Haftung des Top-Managements für überteuerten Firmenwert

In einer sich rasant verändernden Wirtschaft sind Investitionen in neue Technologien oder Beteiligungen an potenzialstarken Start-ups oft unverzichtbar, um künftiges Wachstum abzusichern. Nicht immer kommt aber dabei das heraus, was man sich versprochen hat – manchmal gar nichts. Wann Geschäftsführer und Vorstände für einen Fehlschlag persönlich haften und wie sie dies vermeiden können, lässt sich aus einem Urteil des OLG Frankfurt/Main erkennen.

Peter Seligmann* ist Geschäftsführer der Suncollectors GmbH*, die auf Beratung und Handel im Solarbereich spezialisiert ist. Parallel hat Seligmann mit zwei Bekannten eine GbR aufgebaut, die ein Patent für die Auswertung von Telekommunikationskosten hält sowie einen am Markt neuartigen SunTracker Controller entwickelt hat, mit dem sich die Sonnen-Position standortgenau berechnen lässt. Die Umsätze der GbR sind indes alles andere als sonnig, sondern gleich null. Seligmann sieht nur eine Lösung: „Wir kaufen den operativen Betrieb der GbR und entwickeln das Geschäft unter Suncollectors“, so der Geschäftsführer. So kommt es dann auch, allerdings entfallen 85% des Kaufpreises auf den Firmenwert und nur der Rest auf reale Assets. Das Geschäft von Suncollectors trübt sich zunehmend ein, das Unternehmen geht pleite und der Insolvenzverwalter verlangt schließlich von Seligmann, dass er für den überteuerten Firmenwert der GbR-Assets aus eigener Tasche aufkommt.

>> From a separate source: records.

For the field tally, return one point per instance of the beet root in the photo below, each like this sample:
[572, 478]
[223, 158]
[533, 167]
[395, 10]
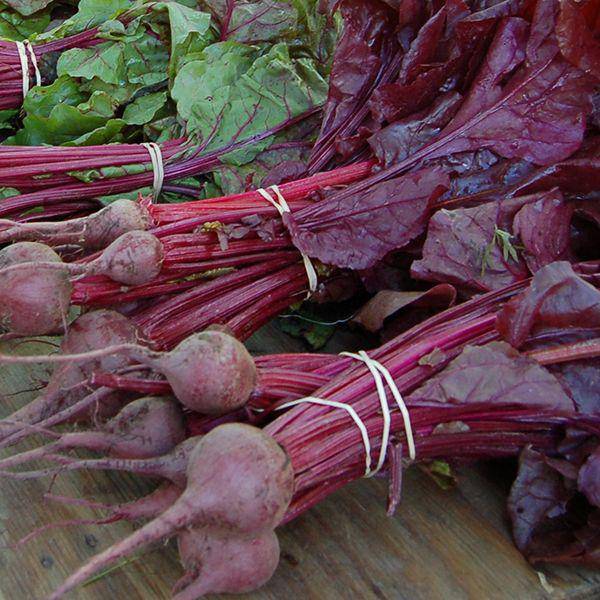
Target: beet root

Überhöhter und unangemessener Preis für Firmenwert als Schaden

Zu Recht, wie das OLG Frankfurt/Main mit Urteil vom 02.06.2017 (Az: 25 U 107/13) befindet. Der Schaden der Suncollectors GmbH liege darin, dass sie einen unangemessenen und überhöhten Preis für den Firmenwert der GbR gezahlt hat. „Der Firmenwert entspricht dem Betrag, den ein potenzieller Käufer für ein Unternehmen als Ganzes über den Wert der einzelnen Vermögensgegenstände hinaus im Hinblick auf künftige Ertragserwartungen unter Berücksichtigung aller Schulden zu zahlen bereit ist“, so das Gericht und zählt als wertbildende Faktoren unter anderem auf: Stammkundschaft, gutes Management, effiziente Herstellungsverfahren bzw. Betriebsorganisation, rationelle Verfahren, Know-how. In diesem Fall sei der Name der GbR nicht fortgeführt worden und die GbR habe auch keine Umsätze erzielt, so dass sich ein Firmenwert höchstens aus immateriellem, nicht bilanzierten Know-how ergeben könne.

Auch fehlende Verwertungsmöglichkeit von Patenten ist ein Schaden

Aber selbst das liege hier nicht vor. Denn im Nachgang habe ein Sachverständiger festgestellt, dass das übertragene Patent wirtschaftlich nicht verwertbar gewesen sei und auch nicht verwertet worden ist. Außerdem habe es für den SunTracker Controller nur einen Prototypen gegeben, der nicht erfolgreich auf den Markt gebracht werden konnte. Das Gericht hält fest, dass von einer Werthaltigkeit nur dann auszugehen wäre, wenn

  • eine künftige bestimmte Verwertungsabsicht bestanden hätte und
  • Synergieeffekte zu erwarten gewesen wären.

Das aber sei hier nicht der Fall gewesen, weshalb dem Erwerb keine Einnahmen oder Wertsteigerungen in gleicher Höhe gegenüber gestanden hätten. Der Firmenwert habe allenfalls bei 15% des Kaufpreises gelegen, der Rest sei als Schaden des insolventen Unternehmens einzustufen.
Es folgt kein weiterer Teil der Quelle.